Andreescu has won two tour-level tournaments this season, her victory at Indian Wells, Calif., falling one step below the Grand Slams, and Toronto being a big-points Premier 5 level event that historically draws the game’s best players.

She is riding a 17-match win streak not counting retirements and has run her record to 27-4, good for the best winning percentage of any player in 2019 at .871.

When healthy, Andreescu has been virtually unstoppable.

But they say the Grand Slams are what separate the really great from the rather good, so while Andreescu has achieved more in the past calendar year than any Canadian, on the men’s or women’s side, her major moment awaits.

After making her main-draw Grand Slam debut at the Australian Open to start the season, losing a three-setter in the Round of 64, Andreescu was forced to retire prior to her second match at the French Open and later withdrew from Wimbledon. Both absences were courtesy of her felled right shoulder, which has forced her to miss a combined four-plus months this season. She had only played one match in 134 days prior to her Toronto comeback.

Andreescu, who battled through a groin issue on her way to victory in Toronto, wisely removed herself from this week’s Western & Southern Open in Cincinnati, saying in her announcement late Sunday: “I really have to listen to my body right now. This week hasn’t been easy on it, so I’m going to listen to it.”

Presuming some R&R does the trick, there is no reason to doubt Andreescu doesn’t have what it takes to go where two Canadians, Bouchard and ace-master Milos Raonic, have gone before her: To the final of a Grand Slam.

In fact, many will argue Andreescu, a two-time junior doubles champion having won in Melbourne and Paris in 2017, possesses a far more diverse and complex game than the aforementioned Canucks. Her combination of extraordinary drop shots, powerful forehands and crafty slices regularly left upper-echelon opponents dizzy on the grounds of York University.

She will get her chance to take yet another step forward in a few short weeks when the world’s best gather at Flushing Meadows, N.Y. for the seasons’s final major, the U.S. Open.

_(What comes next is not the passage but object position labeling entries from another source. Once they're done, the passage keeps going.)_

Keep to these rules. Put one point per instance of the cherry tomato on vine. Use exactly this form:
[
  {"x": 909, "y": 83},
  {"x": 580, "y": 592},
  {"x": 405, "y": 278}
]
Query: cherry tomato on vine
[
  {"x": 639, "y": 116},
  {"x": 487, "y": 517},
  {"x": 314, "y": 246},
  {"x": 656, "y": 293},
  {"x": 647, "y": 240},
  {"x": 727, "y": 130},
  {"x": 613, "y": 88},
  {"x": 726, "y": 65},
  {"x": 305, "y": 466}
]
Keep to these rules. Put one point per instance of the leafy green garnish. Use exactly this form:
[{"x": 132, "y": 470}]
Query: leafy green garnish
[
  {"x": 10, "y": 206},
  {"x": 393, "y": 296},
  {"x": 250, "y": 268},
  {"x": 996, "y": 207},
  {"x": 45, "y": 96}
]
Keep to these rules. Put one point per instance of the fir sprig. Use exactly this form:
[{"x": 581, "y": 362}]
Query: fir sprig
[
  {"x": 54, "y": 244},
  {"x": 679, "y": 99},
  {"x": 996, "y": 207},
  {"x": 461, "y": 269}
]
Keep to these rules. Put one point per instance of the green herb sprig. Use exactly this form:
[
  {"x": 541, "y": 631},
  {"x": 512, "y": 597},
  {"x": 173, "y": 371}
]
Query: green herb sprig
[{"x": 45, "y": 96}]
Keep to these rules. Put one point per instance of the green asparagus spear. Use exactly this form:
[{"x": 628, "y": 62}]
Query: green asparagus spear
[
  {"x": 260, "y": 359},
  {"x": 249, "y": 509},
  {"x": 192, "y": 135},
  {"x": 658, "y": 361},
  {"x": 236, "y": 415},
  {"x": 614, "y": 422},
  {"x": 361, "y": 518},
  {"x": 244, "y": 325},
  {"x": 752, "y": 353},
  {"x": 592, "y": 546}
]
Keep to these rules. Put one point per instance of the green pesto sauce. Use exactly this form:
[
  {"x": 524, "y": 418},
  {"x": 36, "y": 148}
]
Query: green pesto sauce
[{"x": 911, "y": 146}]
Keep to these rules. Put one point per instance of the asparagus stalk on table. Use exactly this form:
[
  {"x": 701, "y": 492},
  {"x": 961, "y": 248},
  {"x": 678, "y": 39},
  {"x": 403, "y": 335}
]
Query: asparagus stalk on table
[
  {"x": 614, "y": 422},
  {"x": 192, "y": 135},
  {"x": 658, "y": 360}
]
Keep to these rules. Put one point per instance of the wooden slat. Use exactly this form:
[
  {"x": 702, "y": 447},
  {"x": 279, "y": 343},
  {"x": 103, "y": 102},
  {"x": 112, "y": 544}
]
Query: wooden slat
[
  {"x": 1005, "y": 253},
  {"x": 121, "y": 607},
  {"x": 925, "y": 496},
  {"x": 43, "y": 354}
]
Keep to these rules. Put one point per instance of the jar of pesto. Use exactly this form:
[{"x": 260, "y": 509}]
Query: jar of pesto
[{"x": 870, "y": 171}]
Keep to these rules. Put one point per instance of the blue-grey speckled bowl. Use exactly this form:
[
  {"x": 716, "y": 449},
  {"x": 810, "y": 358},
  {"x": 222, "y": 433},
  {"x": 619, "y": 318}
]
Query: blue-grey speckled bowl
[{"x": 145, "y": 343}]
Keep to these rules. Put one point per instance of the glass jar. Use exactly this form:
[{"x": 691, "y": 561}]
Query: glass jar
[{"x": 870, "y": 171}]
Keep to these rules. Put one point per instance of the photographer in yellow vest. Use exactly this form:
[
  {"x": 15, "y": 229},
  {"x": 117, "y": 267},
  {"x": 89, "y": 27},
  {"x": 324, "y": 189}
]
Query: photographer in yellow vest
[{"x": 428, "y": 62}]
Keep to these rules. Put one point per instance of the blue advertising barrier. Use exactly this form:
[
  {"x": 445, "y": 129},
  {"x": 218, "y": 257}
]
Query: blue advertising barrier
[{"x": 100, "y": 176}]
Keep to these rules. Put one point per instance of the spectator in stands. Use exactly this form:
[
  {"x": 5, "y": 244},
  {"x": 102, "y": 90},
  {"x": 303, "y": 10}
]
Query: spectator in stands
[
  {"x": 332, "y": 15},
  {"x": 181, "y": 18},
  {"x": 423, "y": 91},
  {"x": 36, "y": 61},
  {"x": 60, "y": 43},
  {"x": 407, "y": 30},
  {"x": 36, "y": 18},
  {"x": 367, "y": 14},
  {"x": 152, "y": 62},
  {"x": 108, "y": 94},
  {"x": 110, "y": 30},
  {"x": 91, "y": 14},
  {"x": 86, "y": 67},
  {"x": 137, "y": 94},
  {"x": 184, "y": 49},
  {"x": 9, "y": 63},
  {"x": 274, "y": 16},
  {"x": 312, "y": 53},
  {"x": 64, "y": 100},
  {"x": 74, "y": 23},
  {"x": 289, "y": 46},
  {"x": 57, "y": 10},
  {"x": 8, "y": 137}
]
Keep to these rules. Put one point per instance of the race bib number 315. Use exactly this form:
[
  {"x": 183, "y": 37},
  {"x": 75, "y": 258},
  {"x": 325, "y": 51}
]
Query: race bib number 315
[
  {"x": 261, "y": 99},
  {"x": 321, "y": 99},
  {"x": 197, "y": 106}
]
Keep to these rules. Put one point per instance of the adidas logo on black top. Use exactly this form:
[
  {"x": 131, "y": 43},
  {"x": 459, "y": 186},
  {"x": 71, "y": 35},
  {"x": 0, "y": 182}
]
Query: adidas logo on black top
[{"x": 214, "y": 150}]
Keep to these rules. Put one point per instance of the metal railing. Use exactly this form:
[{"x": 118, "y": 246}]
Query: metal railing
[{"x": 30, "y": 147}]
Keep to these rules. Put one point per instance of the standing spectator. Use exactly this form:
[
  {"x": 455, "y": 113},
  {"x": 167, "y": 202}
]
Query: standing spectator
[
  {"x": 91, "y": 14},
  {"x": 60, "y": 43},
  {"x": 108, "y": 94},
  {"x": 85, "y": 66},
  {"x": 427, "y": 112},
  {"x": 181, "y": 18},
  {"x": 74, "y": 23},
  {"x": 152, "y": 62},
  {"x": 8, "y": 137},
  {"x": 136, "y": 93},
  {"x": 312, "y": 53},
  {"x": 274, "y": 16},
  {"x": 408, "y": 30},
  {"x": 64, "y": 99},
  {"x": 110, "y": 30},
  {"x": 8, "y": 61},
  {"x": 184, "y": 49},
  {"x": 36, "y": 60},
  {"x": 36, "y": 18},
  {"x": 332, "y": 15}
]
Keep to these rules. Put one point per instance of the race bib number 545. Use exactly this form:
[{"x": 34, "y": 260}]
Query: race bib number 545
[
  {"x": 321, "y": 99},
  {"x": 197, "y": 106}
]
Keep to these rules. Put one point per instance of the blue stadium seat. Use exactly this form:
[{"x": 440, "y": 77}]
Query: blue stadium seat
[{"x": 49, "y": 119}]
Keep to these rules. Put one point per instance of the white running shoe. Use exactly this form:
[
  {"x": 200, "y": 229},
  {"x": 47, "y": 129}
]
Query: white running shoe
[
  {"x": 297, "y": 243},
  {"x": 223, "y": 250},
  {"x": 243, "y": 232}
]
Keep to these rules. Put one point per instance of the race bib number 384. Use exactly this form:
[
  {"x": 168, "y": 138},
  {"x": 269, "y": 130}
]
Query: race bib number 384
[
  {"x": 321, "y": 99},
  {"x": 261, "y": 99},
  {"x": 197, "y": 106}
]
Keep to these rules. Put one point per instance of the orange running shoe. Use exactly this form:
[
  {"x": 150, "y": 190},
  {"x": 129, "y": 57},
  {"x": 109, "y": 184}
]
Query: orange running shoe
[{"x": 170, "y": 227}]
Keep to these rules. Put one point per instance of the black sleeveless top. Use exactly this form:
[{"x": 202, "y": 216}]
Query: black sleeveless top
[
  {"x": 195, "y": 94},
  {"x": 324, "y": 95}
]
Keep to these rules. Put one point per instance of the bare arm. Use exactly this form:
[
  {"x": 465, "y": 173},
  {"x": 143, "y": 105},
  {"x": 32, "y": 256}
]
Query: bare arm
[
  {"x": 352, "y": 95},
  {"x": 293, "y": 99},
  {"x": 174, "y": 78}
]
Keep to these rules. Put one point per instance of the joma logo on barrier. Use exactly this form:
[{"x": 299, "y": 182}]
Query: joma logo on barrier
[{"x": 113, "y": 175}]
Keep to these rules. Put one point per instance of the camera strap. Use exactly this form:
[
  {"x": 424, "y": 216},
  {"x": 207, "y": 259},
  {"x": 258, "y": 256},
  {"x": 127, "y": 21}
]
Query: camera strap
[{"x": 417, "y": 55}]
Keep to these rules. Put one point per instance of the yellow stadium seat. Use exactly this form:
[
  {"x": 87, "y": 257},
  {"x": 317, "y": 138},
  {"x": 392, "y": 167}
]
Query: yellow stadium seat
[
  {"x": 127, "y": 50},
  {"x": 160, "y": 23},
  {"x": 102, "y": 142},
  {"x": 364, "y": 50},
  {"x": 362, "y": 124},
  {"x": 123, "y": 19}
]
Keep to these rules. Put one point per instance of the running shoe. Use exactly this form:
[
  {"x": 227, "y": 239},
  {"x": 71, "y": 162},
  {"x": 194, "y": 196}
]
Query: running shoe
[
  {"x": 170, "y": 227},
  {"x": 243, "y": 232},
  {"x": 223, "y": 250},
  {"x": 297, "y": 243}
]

“This has definitely got my confidence level up there,” Andreescu said what her Toronto performance means to the rest of the summer hardcourt swing. “Being able to deal with all the pressure and all the expectations from everyone I’m just real proud with how I dealt with everything. And hopefully this win can give me momentum into the U.S. Open.”

Andreescu has mowed over seven top-10 opponents this season, including a pair of top-five players in Toronto, and has never lost to anyone ranked 10th or better.

Momentum is indeed on her side.

A few more match victories and the Canadian, who is currently situated among the top eight to qualify for the season-ending WTA Finals in China in October, could find herself in that top-10 category, closing in on the world No. 5 spot Bouchard reached at the height of her career in 2014.

“You are a beast. You’re going to bounce back,” Andreescu told 37-year-old Williams during an emotional on-court embrace moments after the legend bowed out with a back injury on Sunday.

The Canadian has proven to be quite the beast herself this season. And she’s bounced back nicely from her own injury issues. The only question that remains is whether she can put a cherry on top of her magnificent 2019 in New York.

Andreescu leads a parade of young Canadians headed to the Big Apple, including 19-year-old Felix Auger-Aliassime and 20-year-old Denis Shapovalov. It says here she stands the best chance among the three. To put it a bit more succinctly: Look out, world.